In later years we would take a full day boat out of Newport Harbor, sometimes leaving early in the AM, and spend the entire day cruising fishing grounds around Catalina Island. In my High School days, it was going to Balboa during Spring break. There was the Fun Zone and parties to be found. In my later years, I had my own boats to explore the same waters and harbors. When I moved to Oregon I found the beaches to be much different than those in Southern California. The temperatures are cooler, but the sun is actually hotter. In other words, you can freeze and get a sunburn. The wind usually blows pretty strong, and the population of Oregon is less than that of SoCal. The result is that there are some very beautiful beaches in Oregon that are usually deserted, something you will not see in SoCal. My love for the Ocean hasn't left me, and in the years spent here, I have taken quite a few pictures of the Oregon Beaches.
The beaches in Oregon are spectacular for viewing, but definitely not the warm sunny beaches of SoCal. For the most part the shore line is very rugged. These first pictures are just general scenes from various beaches along the coast. The important fact to see in these pictures is the lack of people on the beaches (if you can see them, they are miniature in size). That is what always amazes me, is the fact that here is this beautiful beach with hardly anyone on it. One reason for the apparent lack of people on the beaches compared to SoCal is that there are only some 3+million people in all of Oregon. Compare that to the statistic I used when banner towing in SoCal: 1+ million people on the beaches any day when the temperature was 70 degrees or more.

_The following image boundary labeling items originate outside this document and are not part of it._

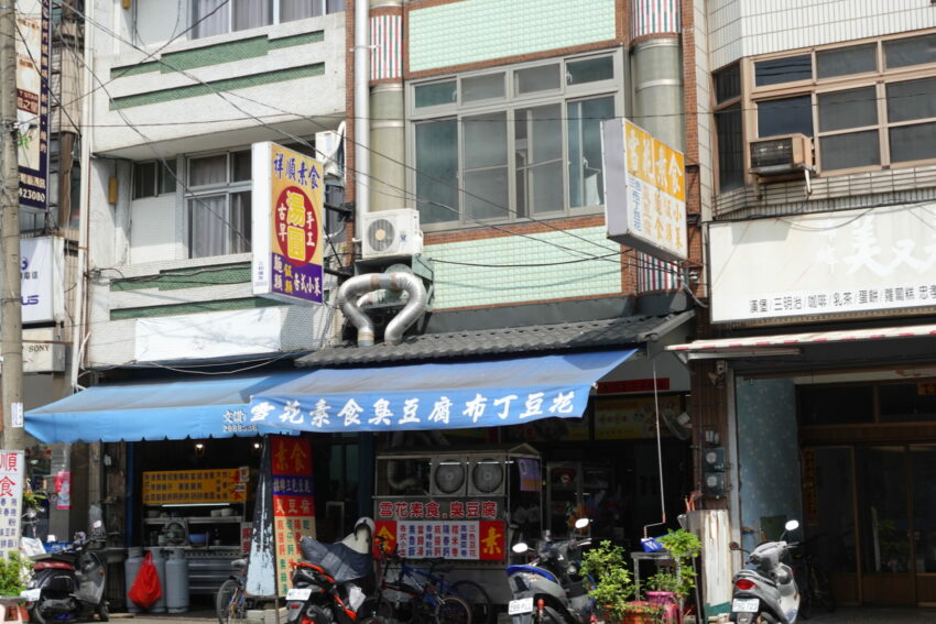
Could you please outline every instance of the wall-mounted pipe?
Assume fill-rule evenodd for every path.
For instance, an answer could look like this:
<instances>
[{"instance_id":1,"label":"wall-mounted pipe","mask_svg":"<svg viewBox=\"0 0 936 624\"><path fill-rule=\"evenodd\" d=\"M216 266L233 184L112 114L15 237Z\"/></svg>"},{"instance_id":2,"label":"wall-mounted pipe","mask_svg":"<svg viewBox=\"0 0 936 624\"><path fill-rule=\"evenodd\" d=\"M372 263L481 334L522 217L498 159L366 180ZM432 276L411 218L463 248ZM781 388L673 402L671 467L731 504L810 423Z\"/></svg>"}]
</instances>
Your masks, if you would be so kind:
<instances>
[{"instance_id":1,"label":"wall-mounted pipe","mask_svg":"<svg viewBox=\"0 0 936 624\"><path fill-rule=\"evenodd\" d=\"M423 281L412 273L367 273L351 277L338 288L338 305L345 316L358 328L358 347L373 344L373 321L358 305L358 295L387 288L388 291L406 291L410 300L400 314L387 325L383 341L388 344L399 344L403 332L426 309L426 287Z\"/></svg>"}]
</instances>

The beaches do get a lot of tourists during the summer months, but other than that, picking a camp spot right on the beach is usually not a problem. This is a plus feature to be able to essentially "own" a nice beach front for a day or so. One of our favorite spots was Cape Lookout, on the scenic point around from Tillamook bay. Occasionally we stay at one of the resorts along the beach. Because of the forest growth right up to the seashore, it is not uncommon to see various wildlife. Oregon has many State owned airports some of which are right in town as they were in SoCal years ago.
Oregon has many rivers that run to the sea, and this means many bridges to span those rivers. One of the most impressive is the bridge crossing the Columbia River from Astoria to Washington. Astoria is a nice tourist town and features a class restaurant on a wharf that I like to frequent. The bridge is almost 4 miles in length. From the restaurant one can watch the large boats passing by. Each of the rivers terminate at some harbor town. Every one of these towns present an interesting assortment of marinas, sea food restaurants, and shops.
One of the spectacular sights along the shore are the giant sand dunes. This is like an enhanced Pismo Beach. Driving on the beach is also allowed in most places in Oregon.
With the rugged shoreline of Oregon, there were many shipwrecks early on. And thus it is that the Oregon shoreline is lined with Lighthouses. Most of these are open for viewing. There is usually a nice hike associated with getting to the sites.
A short drive across the Columbia puts one of the world's longest beaches. In fact, in Washington it is called exactly that. What criteria determines making that distinction is not spelled out, but Long Beach, WA is one very long beach.